The basic function of this particular was relatively straightforward:
- clear out the list of unactioned items
- get a list of all those cases for which we are waiting for documentation
- for each case (and each outstanding item), work out what “chaser” needs to be done next – letter, phone call – and when it should be performed
- create an appropriate “diary” entry
These diary entries were either cleared by the arrival of the documentation we were expecting, or were triggered an appropriate number of days after we had generated the action request; they were also in part dependent upon the particular work referrer’s own rules, and also upon the type of work being performed.
These last two, as you can imagine, didn’t change very often – perhaps only once a month or so. So why the program that did this needed to look up the control data for every case it was processing (which would have been in the tens of thousands) was beyond me.
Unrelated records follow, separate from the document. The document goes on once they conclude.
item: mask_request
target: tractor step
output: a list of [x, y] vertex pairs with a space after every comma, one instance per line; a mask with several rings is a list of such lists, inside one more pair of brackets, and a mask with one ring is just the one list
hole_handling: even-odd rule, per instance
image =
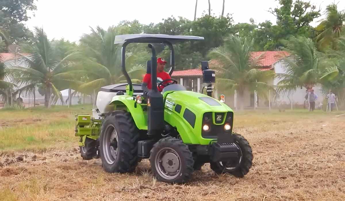
[[238, 154], [238, 148], [234, 143], [214, 143], [211, 145], [211, 160], [214, 161], [228, 161], [236, 158]]

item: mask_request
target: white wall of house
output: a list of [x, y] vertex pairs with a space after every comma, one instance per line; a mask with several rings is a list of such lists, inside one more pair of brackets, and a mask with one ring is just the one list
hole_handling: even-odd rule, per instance
[[[285, 70], [280, 62], [277, 62], [274, 64], [273, 65], [275, 73], [285, 73]], [[273, 81], [273, 84], [276, 86], [279, 81], [277, 78], [275, 78]], [[315, 102], [315, 106], [317, 106], [323, 101], [324, 97], [322, 93], [321, 87], [319, 86], [316, 86], [313, 89], [314, 89], [314, 93], [318, 97], [317, 100]], [[304, 87], [302, 89], [299, 88], [289, 96], [281, 96], [277, 99], [274, 103], [278, 104], [290, 104], [291, 103], [290, 100], [291, 100], [293, 104], [303, 105], [305, 100], [304, 97], [306, 94], [306, 89]]]
[[[16, 60], [10, 60], [4, 62], [5, 65], [8, 67], [10, 66], [22, 66], [24, 67], [24, 65], [22, 63]], [[7, 82], [12, 82], [12, 80], [11, 78], [7, 78], [5, 79], [5, 81]], [[24, 84], [21, 84], [18, 86], [18, 87], [16, 88], [15, 89], [20, 89], [20, 88], [25, 86]], [[64, 100], [64, 105], [66, 105], [66, 100], [68, 97], [68, 90], [65, 89], [60, 91], [62, 95], [62, 98]], [[36, 89], [35, 92], [35, 95], [36, 96], [36, 102], [39, 103], [40, 105], [44, 104], [44, 96], [42, 96], [38, 92], [37, 89]], [[18, 98], [18, 96], [16, 98]], [[27, 94], [21, 94], [20, 98], [23, 99], [23, 101], [26, 107], [33, 107], [33, 93], [28, 93]], [[78, 101], [80, 99], [81, 99], [81, 102], [82, 103], [83, 102], [83, 97], [74, 97], [72, 99], [72, 104], [76, 105], [78, 104]], [[85, 103], [86, 104], [90, 104], [91, 103], [90, 96], [87, 96], [85, 98]], [[57, 103], [57, 105], [61, 105], [62, 104], [60, 101], [58, 101]]]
So I changed the code.
I changed the code and replaced the timewasting code which ran queries along the lines of:
SELECT ClientName FROM tblClients WHERE ClientID = 5
SELECT ProcessName FROM tblProcesses WHERE ProcessID = 3
(Note that each of these tables was at most a couple of dozen records.)
I replaced that code with a single cached client-side recordset, populated once at the start of the program’s main run; I did this for only half a dozen small(ish) reference objects, and replaced the queries against those recordsets with filters on those recordsets. An easy couple of days work to make these changes and test it, and suddenly, that process’s run duration was reduced from 2 hours to as many minutes, which made m’learned colleagues in the support department happy, because they didn’t have to keep popping back to check that everything was still running smoothly with that system.
So, why was the code crappy?
The code as originally written, worked, but not particularly efficiently. However, this hadn’t been highlighted as a potential performance issue because (as is not unusual) it had never been tested against a large dataset. The production dataset had grown slowly over several years and the support team had just got used to it being slower and slower.
The code itself may not have been written from the state of knowing how the data would behave, and therefore that you could do this sort of thing perfectly legitimately. Either that, or it was just laziness on the part of the original programmer, it being easier to go and get the data as you want / need it, rather than work out what could be cached.
As a programmer, you need to understand your data in order to write optimal code.